The British Consul General Caroline Wilson warned in August, to the SCMP, that people would be put off Hong Kong by the lack of rights for the LGBTI community.
Christian, feels the Immigration Department should recognize their marriage license, as it is also good from a business perspective. It will attract more creative people to come to Hong Kong rather than Singapore, which, he says, is positioning itself as the design capital of Asia even though, there are fewer rights for the LGBTI community than in Hong Kong. “If you look at some of the trends as cities are marketing themselves as a business almost and they are taking on these platforms that it is good for business to be good for gays,” said Christian.
As well, giving this right or building more protections for the LGBTI is a reflection of what is going on today. “If you are seeking true universal suffrage then you are saying everyone has a right to be equal under the eyes of the law yet you are having a double standard with certain parts of your laws,” said Christian. “You can’t just piece meal human rights. It has to be all or nothing or you will be in violation of that.”

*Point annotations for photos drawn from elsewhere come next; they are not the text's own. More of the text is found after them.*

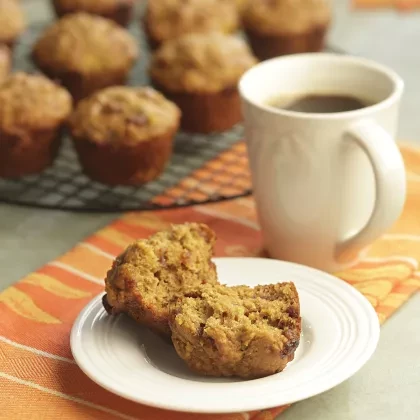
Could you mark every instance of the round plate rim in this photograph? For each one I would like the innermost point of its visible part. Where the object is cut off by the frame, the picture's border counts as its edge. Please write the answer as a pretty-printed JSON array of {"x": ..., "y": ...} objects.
[{"x": 248, "y": 406}]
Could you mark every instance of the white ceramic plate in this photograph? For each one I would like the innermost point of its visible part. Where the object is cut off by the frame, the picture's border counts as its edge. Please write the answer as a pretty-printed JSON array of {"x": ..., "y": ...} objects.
[{"x": 340, "y": 333}]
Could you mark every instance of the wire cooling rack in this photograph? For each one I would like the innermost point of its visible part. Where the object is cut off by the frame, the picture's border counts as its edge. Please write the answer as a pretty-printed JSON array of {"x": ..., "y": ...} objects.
[{"x": 203, "y": 168}]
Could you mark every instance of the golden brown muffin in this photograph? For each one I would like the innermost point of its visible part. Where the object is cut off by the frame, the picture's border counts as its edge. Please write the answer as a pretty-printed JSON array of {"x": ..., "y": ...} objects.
[
  {"x": 277, "y": 27},
  {"x": 86, "y": 53},
  {"x": 119, "y": 11},
  {"x": 32, "y": 111},
  {"x": 200, "y": 73},
  {"x": 154, "y": 272},
  {"x": 12, "y": 21},
  {"x": 124, "y": 135},
  {"x": 237, "y": 331},
  {"x": 5, "y": 62},
  {"x": 168, "y": 19}
]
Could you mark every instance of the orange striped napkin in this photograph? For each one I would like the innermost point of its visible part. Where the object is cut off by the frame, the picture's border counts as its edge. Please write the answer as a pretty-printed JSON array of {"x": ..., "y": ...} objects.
[
  {"x": 405, "y": 5},
  {"x": 38, "y": 376}
]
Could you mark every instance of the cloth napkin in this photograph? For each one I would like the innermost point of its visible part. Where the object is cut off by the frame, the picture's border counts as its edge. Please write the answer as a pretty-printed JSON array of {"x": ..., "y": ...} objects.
[{"x": 38, "y": 376}]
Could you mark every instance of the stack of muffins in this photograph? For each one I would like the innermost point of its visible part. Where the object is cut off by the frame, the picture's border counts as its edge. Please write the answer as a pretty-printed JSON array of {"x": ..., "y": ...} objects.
[{"x": 123, "y": 135}]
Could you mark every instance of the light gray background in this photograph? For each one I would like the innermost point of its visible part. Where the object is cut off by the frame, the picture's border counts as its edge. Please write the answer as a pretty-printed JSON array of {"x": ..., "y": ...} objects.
[{"x": 388, "y": 387}]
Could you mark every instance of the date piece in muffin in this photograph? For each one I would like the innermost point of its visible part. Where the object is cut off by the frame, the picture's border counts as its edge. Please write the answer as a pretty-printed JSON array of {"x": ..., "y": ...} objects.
[
  {"x": 5, "y": 62},
  {"x": 32, "y": 111},
  {"x": 86, "y": 53},
  {"x": 119, "y": 11},
  {"x": 12, "y": 21},
  {"x": 200, "y": 73},
  {"x": 168, "y": 19},
  {"x": 124, "y": 135},
  {"x": 237, "y": 331},
  {"x": 277, "y": 27},
  {"x": 152, "y": 273}
]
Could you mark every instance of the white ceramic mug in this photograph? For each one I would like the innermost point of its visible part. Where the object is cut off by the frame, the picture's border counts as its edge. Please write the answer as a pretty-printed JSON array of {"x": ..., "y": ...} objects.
[{"x": 326, "y": 185}]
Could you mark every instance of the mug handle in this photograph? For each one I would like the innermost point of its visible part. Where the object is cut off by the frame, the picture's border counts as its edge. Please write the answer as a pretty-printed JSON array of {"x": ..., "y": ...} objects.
[{"x": 389, "y": 171}]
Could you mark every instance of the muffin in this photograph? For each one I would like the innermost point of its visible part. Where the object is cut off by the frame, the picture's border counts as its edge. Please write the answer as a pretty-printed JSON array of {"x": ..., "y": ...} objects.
[
  {"x": 12, "y": 22},
  {"x": 152, "y": 273},
  {"x": 200, "y": 73},
  {"x": 168, "y": 19},
  {"x": 32, "y": 111},
  {"x": 119, "y": 11},
  {"x": 237, "y": 331},
  {"x": 124, "y": 135},
  {"x": 5, "y": 62},
  {"x": 85, "y": 53},
  {"x": 279, "y": 27}
]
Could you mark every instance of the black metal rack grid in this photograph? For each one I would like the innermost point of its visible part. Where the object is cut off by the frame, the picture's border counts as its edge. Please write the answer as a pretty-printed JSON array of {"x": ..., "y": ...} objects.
[{"x": 64, "y": 186}]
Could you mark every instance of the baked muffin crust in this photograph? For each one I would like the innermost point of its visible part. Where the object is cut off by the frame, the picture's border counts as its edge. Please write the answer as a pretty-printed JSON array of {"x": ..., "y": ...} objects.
[
  {"x": 99, "y": 7},
  {"x": 85, "y": 44},
  {"x": 129, "y": 114},
  {"x": 167, "y": 19},
  {"x": 279, "y": 17},
  {"x": 154, "y": 272},
  {"x": 12, "y": 21},
  {"x": 32, "y": 102},
  {"x": 237, "y": 331},
  {"x": 5, "y": 62},
  {"x": 201, "y": 63}
]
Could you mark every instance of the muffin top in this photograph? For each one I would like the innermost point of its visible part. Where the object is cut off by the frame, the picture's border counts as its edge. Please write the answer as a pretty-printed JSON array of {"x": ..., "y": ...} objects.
[
  {"x": 201, "y": 63},
  {"x": 286, "y": 16},
  {"x": 85, "y": 44},
  {"x": 12, "y": 20},
  {"x": 5, "y": 62},
  {"x": 32, "y": 102},
  {"x": 92, "y": 6},
  {"x": 167, "y": 19},
  {"x": 124, "y": 114}
]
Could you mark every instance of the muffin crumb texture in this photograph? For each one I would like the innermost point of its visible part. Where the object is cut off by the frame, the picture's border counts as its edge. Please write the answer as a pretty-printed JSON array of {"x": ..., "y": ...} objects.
[
  {"x": 285, "y": 17},
  {"x": 124, "y": 114},
  {"x": 237, "y": 331},
  {"x": 32, "y": 102},
  {"x": 12, "y": 21},
  {"x": 5, "y": 62},
  {"x": 201, "y": 63},
  {"x": 118, "y": 10},
  {"x": 168, "y": 19},
  {"x": 153, "y": 273},
  {"x": 86, "y": 44}
]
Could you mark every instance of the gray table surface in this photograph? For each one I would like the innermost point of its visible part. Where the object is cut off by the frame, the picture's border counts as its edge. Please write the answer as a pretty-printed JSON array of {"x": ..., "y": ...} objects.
[{"x": 388, "y": 386}]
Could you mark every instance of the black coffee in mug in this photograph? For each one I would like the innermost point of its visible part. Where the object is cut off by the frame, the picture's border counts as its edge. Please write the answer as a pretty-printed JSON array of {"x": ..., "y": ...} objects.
[{"x": 318, "y": 103}]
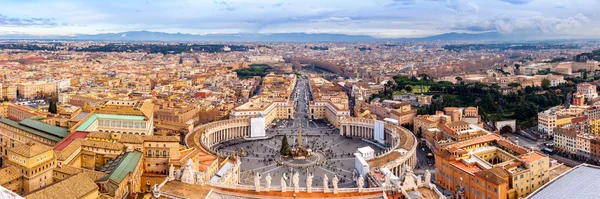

Christian and Erdman are unsure about their future in Hong Kong. Erdman is considering going back to school here but Christian’s contract is up in April. Through out their year and a half in Hong Kong there has been a lot of stress both emotionally and financially put on their relationship because of visa issue.
“I knew it was going to be tough. I knew it was going to be hard. I didn’t know it was going to be this hard. I didn’t know it would make me question a lot of my life choices,” said Erdman. “Luckily we have been each other’s best friend.”